Seus cascos e chifres são brilho das estrelas em outras dimensões. Parecem existir, mas já se foram. São lembranças. Como estes cabelos nossos um dia serão. E quando estas formas se dissiparem como o vento sopra os grãos de areia ao infinito, nos reconheceremos nus debaixo destas roupas que chamamos de corpos. Realizaremos que um mesmo sopro rege todo o Universo - como é água o que constitui a onda. Como é água o que constitui o mar.

Talvez então nos abraçaremos, com braços de luz em espectros brilhantes que nos manifestaremos, agradecendo pela oportunidade de despertar que nossa presença mutuamente provocou em nós. Mestre Pequeno Príncipe incluído.

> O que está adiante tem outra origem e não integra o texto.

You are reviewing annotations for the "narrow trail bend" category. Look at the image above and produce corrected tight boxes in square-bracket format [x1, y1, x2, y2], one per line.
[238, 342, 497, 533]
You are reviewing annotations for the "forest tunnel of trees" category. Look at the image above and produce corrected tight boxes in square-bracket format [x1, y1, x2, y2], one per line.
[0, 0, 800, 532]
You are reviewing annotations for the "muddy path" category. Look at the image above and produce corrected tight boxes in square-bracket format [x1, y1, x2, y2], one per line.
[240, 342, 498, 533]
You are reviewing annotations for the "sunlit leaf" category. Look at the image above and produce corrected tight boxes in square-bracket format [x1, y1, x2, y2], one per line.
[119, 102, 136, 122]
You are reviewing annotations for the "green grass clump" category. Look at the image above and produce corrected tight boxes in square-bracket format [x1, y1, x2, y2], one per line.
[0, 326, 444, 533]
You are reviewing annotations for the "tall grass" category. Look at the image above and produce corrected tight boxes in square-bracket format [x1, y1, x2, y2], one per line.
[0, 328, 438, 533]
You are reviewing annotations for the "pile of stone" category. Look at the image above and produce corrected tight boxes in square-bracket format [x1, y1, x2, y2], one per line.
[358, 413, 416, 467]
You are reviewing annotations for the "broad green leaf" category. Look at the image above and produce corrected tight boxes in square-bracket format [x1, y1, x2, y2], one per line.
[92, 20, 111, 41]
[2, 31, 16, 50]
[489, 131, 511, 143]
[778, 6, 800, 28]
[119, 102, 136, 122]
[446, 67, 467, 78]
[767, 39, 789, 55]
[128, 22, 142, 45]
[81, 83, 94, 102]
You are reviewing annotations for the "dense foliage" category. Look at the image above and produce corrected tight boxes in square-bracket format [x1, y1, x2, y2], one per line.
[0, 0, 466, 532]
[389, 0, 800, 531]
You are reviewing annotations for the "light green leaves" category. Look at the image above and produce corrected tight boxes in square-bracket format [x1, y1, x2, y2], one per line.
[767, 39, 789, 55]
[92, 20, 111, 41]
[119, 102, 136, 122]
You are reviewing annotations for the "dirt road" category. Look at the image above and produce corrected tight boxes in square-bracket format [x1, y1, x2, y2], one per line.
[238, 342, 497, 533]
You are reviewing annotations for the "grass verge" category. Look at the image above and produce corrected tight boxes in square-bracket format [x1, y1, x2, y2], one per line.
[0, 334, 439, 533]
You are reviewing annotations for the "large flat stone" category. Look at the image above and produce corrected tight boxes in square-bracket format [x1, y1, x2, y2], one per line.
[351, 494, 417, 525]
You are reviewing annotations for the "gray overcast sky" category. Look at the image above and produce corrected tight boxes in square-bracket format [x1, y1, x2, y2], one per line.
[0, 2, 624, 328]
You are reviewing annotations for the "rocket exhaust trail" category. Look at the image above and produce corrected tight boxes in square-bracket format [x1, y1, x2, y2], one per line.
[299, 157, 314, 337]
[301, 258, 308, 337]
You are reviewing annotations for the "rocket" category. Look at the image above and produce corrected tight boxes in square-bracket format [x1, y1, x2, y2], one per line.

E nos outros tantos que como nós começam a despertar por todas as partes.

A imagem pode conter: uma ou mais pessoas e pessoas sentadas
Um dia eu peregrinava na Tailândia, em uma cidade ao norte, rústica e auspiciosa. Na ocasião aprendia os Vedas com um monge que havia vivido retirado com seu mestre 30 anos na India. Tudo compunha um cenário místico e devocional que eu reverenciava enormemente. Ao final destes estudos agradecia o professor por devotar seu tempo a me ensinar. Ele sempre sorria e calava. Um dia, depois do meu agradecimento, ele me disse que honramos o professor quando aprendemos a lição. Informação não é aprendizado. Conhecimento é revolução. Transformação. Assim permanece o professor, através do ensinamento. Que atravessa a eternidade. E vive em gratidão.

Mestre Pequeno Príncipe não passa em vão. Ele é a história dos invisíveis que escapam rótulos e sequer estão em letrinhas pequeninas. Aqui revelamos o que está dentro dos potes de laticínios e leite. Vidas. Vidas abreviadas, despedidas precoces. Mortes prematuras.

Seres como nosso Mestre já expiaram demais, inclusive facilitando curas para os que os amaram. Como bicho gato morre com a doença que o tutor se curou! Mestre Pequeno Príncipe curou a Rosa do sono. Que tenta acordar sua mãe. E todos nós tocados por esta história também podemos despertar. E despertar outros. Mas sem a pretensão de fazê-lo. Como alguém que solenemente conta uma história. Uma história de amor! E por encantamento deixa sobre quem a escuta a mágica sedutora do próprio sentimento - que conduz no Mistério almas da escuridão à luz!

Gratidão por nos elevar, Mestre Pequeno Príncipe. Perdão por não termos feito o suficiente. Nós te amamos para sempre - em cada estrela que ri. E nos alegra por termos conhecido você.

"Eis o meu segredo, é muito simples: só se vê bem com o coração."